HIMSS25 was loaded with transformative sessions about adopting healthcare efficiencies through analytics and Artificial Intelligence (AI), and bustling with AI vendors and investors seeking to transform healthcare delivery. One AI-focused session I found particularly compelling was HL7 AI Standards: Provenance, Fraud Detection, Prevention & Health Equity led by Dr. Julia Skapik, Board Chair at HL7 International, as it called for a patient-centered plan for leaders in the healthcare ecosystem. Here are some of my takeaways from the session.
While AI has been steadily transforming the landscape of patient care, diagnostics, and medical research, its integration into healthcare also raises significant concerns related to patient safety, ethics, and the regulatory environment. Opportunities are vast; yet, we must carefully consider unprecedented technical challenges and ethical concerns which require a patient-centric approach.
AI is a tool for frontline healthcare workers to flag potential health risks, assist in surgeries, and analyze medical imaging scans. On the administrative end, AI can be used to analyze enormous data sets for clinical research and assist in scheduling and billing workflows to significantly reduce administrative burden.
Nonetheless, AI challenges in healthcare create significant hurdles for adoption and implementation
- Trust: There is a lack of transparency in AI algorithms (aka, the “black box” problem). Many healthcare professionals and patients may not understand how AI reaches its conclusions, leading to a trust deficit.
- Bias: Because AI systems are data driven, they are only as good as the data they’re trained on. This raises concerns about bias. If the data is incomplete or unrepresentative, AI models may produce biased outcomes (more here), potentially exacerbating health disparities.

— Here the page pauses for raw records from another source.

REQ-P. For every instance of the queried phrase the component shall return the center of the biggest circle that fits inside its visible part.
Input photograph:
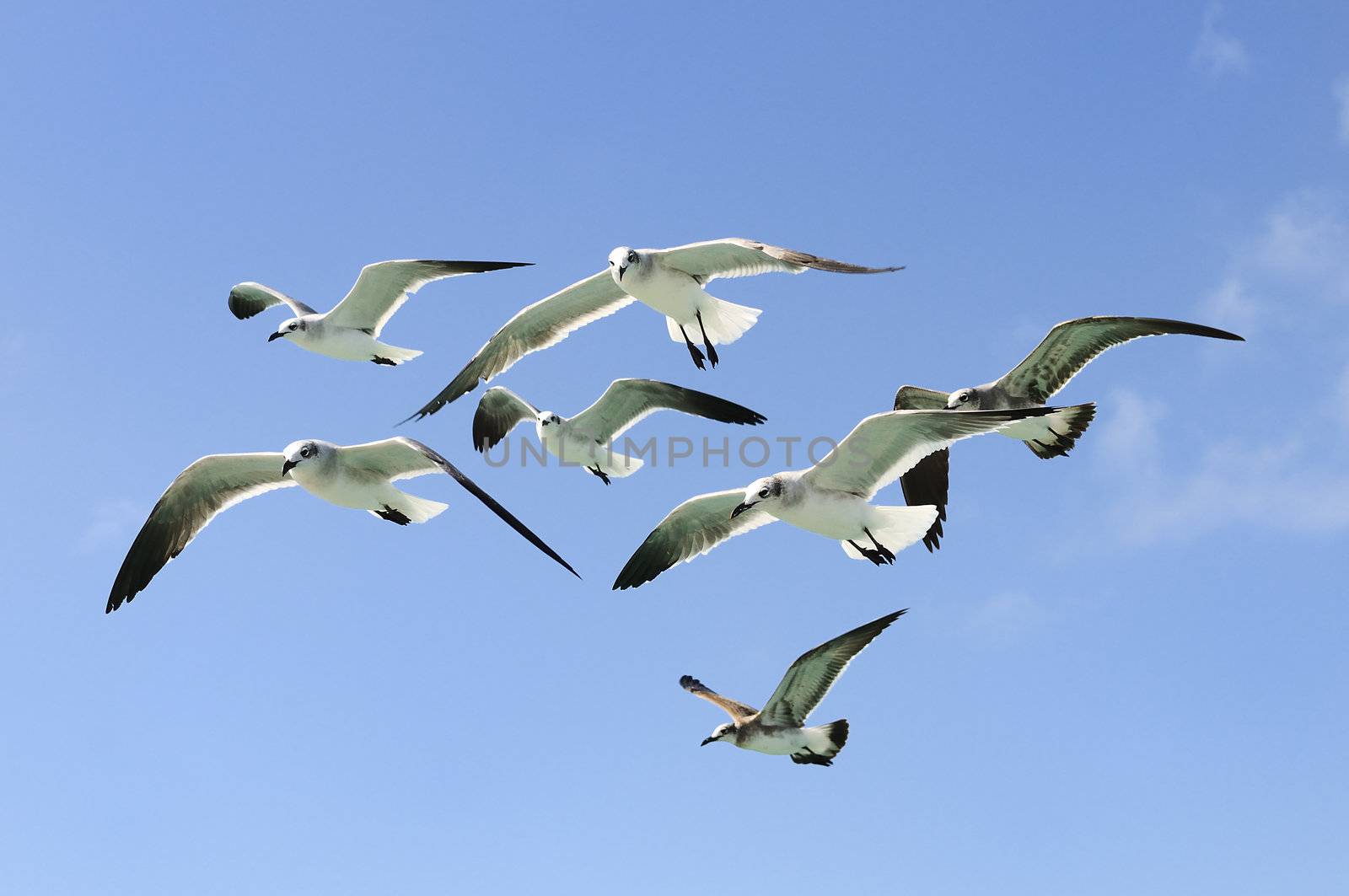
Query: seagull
(351, 330)
(357, 476)
(779, 727)
(589, 436)
(669, 280)
(1069, 347)
(831, 498)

- Privacy: The integration of AI into healthcare has raised ethical concerns, particularly around patient privacy and data security. AI systems often require access to sensitive health data, and this creates a need for strong data protection protocols. If not carefully regulated, there’s a risk of misuse or unauthorized access to this data.
- Human Participation in Decision Making: Some are afraid that AI might replace human judgment in critical healthcare decisions, diminishing the importance of the human element in patient care.

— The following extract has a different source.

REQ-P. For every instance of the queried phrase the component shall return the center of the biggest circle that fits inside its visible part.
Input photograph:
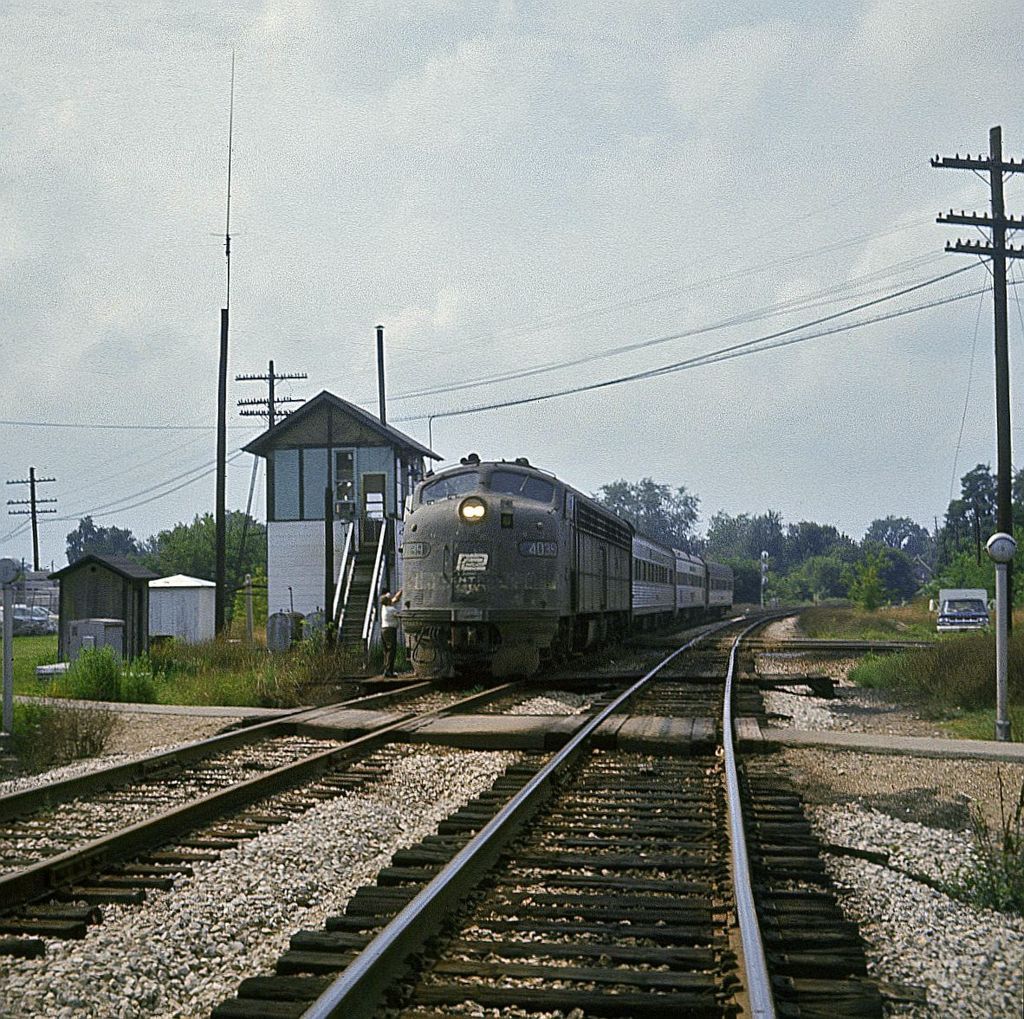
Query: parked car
(33, 621)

- Regulations: The regulatory framework for AI in healthcare is still evolving, and it must strike a balance between innovation and safety. Regulators are working to establish guidelines that ensure AI technologies are safe and effective before they reach the market; however, these guidelines must also be flexible enough to accommodate rapid advancements in technology.

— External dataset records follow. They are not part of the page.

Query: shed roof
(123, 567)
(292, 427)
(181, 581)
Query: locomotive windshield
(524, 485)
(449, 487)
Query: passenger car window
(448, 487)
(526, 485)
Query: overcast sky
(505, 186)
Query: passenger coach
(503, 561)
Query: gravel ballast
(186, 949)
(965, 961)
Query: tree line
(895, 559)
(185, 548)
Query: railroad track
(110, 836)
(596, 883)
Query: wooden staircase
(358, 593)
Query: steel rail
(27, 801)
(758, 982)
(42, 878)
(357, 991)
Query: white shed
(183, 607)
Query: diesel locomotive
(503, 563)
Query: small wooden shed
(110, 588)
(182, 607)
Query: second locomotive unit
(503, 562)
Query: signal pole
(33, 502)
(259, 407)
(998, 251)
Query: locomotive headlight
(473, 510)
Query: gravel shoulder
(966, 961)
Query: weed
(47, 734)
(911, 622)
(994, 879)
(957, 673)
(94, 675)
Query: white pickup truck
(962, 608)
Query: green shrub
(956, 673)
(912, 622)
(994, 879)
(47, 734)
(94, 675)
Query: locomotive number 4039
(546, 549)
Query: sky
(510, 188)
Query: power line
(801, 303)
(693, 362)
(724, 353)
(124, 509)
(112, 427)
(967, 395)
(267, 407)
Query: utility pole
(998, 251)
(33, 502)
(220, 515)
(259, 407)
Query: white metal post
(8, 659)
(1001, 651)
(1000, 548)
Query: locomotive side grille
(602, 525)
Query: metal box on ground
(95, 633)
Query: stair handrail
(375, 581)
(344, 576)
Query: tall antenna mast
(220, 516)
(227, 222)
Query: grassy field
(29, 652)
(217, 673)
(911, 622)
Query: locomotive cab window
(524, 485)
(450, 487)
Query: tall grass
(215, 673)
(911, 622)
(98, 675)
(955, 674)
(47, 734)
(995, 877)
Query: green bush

Again, with great power comes great responsibility. As we enter a new phase of AI adoption, a major concern is ensuring accountability of this tool, delineating clear responsibilities if an AI system makes an error. We must define the roles and responsibilities of AI developers, healthcare providers, and regulators to ensure accountability in the event of an AI failure, in order to protect human rights.
We must play an active role in the development of AI in healthcare
As healthcare technologists and industry experts, we have a critical role to play in ensuring the responsible development of AI in healthcare. First, we must advocate for transparency in AI algorithms by pushing for explainable AI models that clearly show how they arrive at their decisions. Second, we must prioritize inclusivity in the data sets we use to train AI, ensuring the data represent diverse populations to reduce bias. Third, we must work closely with regulatory bodies to ensure AI technologies are thoroughly tested and meet safety standards before being deployed in healthcare settings.
1upHealth is participating in the development of transparent, inclusive, and safe AI solutions by enabling secure, standardized health data exchange on the most advanced platform in the market. Not only does our 1up Platform provide the privacy and security needed to protect patient information, it also provides computable, high-quality data sets with the key insights needed to reduce bias and enhance patient care. We’re excited to continue along this journey. The future of AI in this industry is amazing!
Closing thoughts
AI has the potential to revolutionize healthcare, but it must be approached with caution. The challenges of transparency, bias, ethics, and regulation are significant, but not insurmountable. By working together as healthcare technology experts, regulatory professionals, and health practitioners, we can take a patient-centric approach to creating AI systems that improve patient care while safeguarding privacy, security, and human dignity.